Human fetal pancreas tissue was obtained from material available following elective termination of pregnancy during the 1st trimester at the Departments of Gynaecology at Copenhagen University Hospital (Rigshospitalet) and Hvidovre Hospital, Denmark. The regional ethics committee “De Videnskabsetiske Komiteer Region Hovedstaden” approved this study (permit number H-1-2012-007), and women gave their informed written and oral consent. None of the terminations were for reasons of the pathology of pregnancy or fetal abnormality. Fetal age was determined by scanning crown-rump length and by evaluation of foot length and is indicated as estimated weeks + days post conception76. The pancreas was isolated, and the majority of the mesenchyme was removed manually.

In vitro generation of pancreatic progenitors from human pluripotent stem cells

We generated pancreatic progenitors with two distinct protocols. Human PSCs were grown for at least three passages before starting the differentiation procedure.

Protocol adapted from Ameri et al.45: hPSCs (HuES4) were passaged as usual and allowed to reach confluency. The medium was changed daily, and 1× PBS (Thermo Fisher) washes were performed when changing media between stages. Cells were cultured in 2D through all stages of the protocols. Stage 1 (1 day): cells were exposed to RPMI GlutaMAX medium (Thermo Fisher) supplemented with 100 ng/ml Activin A (Peprotech), 3 µM CHIR 99021 (Axon), and B-27 supplement without insulin (Thermo Fisher). Stage 2 (4 days): cells were exposed to RPMI GlutaMAX medium supplemented with 100 ng/ml Activin A and B-27 supplement without insulin.
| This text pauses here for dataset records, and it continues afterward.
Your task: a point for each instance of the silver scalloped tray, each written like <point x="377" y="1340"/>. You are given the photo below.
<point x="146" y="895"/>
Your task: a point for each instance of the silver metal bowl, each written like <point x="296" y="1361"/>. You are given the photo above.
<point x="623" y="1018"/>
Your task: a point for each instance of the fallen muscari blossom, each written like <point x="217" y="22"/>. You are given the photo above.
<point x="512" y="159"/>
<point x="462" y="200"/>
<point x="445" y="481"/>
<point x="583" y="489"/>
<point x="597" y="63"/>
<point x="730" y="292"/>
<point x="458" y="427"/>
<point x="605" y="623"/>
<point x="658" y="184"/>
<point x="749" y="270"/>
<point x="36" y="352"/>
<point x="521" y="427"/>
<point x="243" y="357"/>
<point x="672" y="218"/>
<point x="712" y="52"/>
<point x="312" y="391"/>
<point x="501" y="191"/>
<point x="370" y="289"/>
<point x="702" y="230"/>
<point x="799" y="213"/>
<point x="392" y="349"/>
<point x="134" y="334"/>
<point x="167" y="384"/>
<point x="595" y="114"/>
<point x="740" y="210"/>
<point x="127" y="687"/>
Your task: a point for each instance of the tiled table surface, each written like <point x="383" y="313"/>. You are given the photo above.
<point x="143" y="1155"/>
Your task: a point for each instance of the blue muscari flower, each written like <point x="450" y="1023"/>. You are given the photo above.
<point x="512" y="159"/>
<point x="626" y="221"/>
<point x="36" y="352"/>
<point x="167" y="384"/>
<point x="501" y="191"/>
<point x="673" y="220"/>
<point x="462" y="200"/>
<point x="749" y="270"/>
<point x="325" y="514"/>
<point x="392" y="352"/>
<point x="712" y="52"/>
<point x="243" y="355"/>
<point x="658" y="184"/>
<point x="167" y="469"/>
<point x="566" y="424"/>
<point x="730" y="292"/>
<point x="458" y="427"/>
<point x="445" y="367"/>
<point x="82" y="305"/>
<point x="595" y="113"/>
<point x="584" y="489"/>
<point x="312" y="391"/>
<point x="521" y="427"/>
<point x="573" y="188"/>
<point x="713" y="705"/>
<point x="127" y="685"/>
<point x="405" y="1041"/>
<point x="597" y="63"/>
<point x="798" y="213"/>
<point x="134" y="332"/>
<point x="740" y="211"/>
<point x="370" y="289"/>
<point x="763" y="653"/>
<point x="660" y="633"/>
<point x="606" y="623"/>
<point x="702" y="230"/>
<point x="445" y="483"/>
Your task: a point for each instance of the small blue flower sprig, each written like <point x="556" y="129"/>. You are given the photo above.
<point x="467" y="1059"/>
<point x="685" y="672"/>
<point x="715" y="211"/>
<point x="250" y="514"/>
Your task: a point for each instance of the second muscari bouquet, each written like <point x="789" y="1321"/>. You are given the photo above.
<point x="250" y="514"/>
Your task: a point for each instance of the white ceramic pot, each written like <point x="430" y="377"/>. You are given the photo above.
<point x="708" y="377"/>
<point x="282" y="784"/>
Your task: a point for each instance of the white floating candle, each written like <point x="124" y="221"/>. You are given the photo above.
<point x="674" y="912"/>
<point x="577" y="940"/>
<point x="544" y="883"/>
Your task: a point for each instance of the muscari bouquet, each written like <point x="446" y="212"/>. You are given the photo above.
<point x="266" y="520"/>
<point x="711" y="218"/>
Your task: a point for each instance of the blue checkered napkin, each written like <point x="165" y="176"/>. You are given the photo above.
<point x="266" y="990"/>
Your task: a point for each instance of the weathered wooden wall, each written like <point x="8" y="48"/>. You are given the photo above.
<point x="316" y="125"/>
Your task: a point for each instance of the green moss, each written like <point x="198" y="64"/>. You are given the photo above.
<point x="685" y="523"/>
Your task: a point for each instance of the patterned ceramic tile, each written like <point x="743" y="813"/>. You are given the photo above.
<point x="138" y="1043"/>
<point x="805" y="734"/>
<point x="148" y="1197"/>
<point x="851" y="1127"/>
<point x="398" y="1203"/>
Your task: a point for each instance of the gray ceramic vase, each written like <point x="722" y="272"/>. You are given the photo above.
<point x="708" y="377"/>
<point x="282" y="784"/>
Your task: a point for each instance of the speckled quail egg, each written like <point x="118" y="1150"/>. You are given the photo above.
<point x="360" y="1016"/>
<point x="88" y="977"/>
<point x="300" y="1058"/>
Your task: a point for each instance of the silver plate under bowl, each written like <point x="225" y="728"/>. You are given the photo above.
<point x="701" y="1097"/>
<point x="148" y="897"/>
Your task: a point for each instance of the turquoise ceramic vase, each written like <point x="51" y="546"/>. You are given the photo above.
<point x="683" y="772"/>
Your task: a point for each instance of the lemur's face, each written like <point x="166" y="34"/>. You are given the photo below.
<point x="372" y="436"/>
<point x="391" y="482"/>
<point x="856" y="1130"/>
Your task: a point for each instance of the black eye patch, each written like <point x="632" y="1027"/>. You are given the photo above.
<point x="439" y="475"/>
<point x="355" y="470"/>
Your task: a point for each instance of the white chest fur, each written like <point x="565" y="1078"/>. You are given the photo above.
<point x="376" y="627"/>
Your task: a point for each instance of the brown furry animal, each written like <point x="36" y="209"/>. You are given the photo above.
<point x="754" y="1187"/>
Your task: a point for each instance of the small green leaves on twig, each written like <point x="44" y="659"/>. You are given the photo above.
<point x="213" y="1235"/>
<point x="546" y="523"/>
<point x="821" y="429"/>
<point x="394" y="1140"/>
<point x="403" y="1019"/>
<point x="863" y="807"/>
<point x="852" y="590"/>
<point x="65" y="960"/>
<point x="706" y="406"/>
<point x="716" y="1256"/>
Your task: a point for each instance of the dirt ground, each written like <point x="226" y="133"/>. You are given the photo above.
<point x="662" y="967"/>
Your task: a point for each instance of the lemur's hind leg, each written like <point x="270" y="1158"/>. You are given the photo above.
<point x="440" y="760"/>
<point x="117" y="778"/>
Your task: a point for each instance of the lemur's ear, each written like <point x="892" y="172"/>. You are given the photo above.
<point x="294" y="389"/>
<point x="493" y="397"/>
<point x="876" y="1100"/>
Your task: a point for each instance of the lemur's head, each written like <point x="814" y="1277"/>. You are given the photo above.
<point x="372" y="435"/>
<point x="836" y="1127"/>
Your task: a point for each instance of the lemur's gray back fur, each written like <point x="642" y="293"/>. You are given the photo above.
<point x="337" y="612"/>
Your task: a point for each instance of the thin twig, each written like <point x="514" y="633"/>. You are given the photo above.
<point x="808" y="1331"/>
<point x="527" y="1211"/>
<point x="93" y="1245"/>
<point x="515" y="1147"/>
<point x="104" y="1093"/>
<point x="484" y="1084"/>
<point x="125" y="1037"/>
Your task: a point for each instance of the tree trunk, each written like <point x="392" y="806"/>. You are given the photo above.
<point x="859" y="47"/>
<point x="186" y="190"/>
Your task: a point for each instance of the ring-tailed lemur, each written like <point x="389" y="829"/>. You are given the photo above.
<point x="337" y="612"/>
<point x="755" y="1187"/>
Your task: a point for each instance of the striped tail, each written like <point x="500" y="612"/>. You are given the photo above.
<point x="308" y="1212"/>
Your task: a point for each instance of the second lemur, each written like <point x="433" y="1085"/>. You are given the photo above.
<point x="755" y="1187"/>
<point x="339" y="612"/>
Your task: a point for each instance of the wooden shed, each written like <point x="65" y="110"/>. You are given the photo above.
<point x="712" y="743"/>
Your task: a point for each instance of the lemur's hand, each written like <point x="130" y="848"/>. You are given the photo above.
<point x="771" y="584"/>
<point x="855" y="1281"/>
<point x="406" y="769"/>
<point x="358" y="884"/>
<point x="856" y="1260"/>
Stage 3 (3 days): cells were exposed to DMEM/F12 GlutaMAX medium (Thermo Fisher) supplemented with 2 µM Retinoic Acid (RA; Sigma) and B-27 supplement (Thermo Fisher). Stage 4 (8 days): cells were exposed to DMEM/F12 GlutaMAX medium supplemented with 64 ng/ml FGF2 (Peprotech) and B-27 supplement.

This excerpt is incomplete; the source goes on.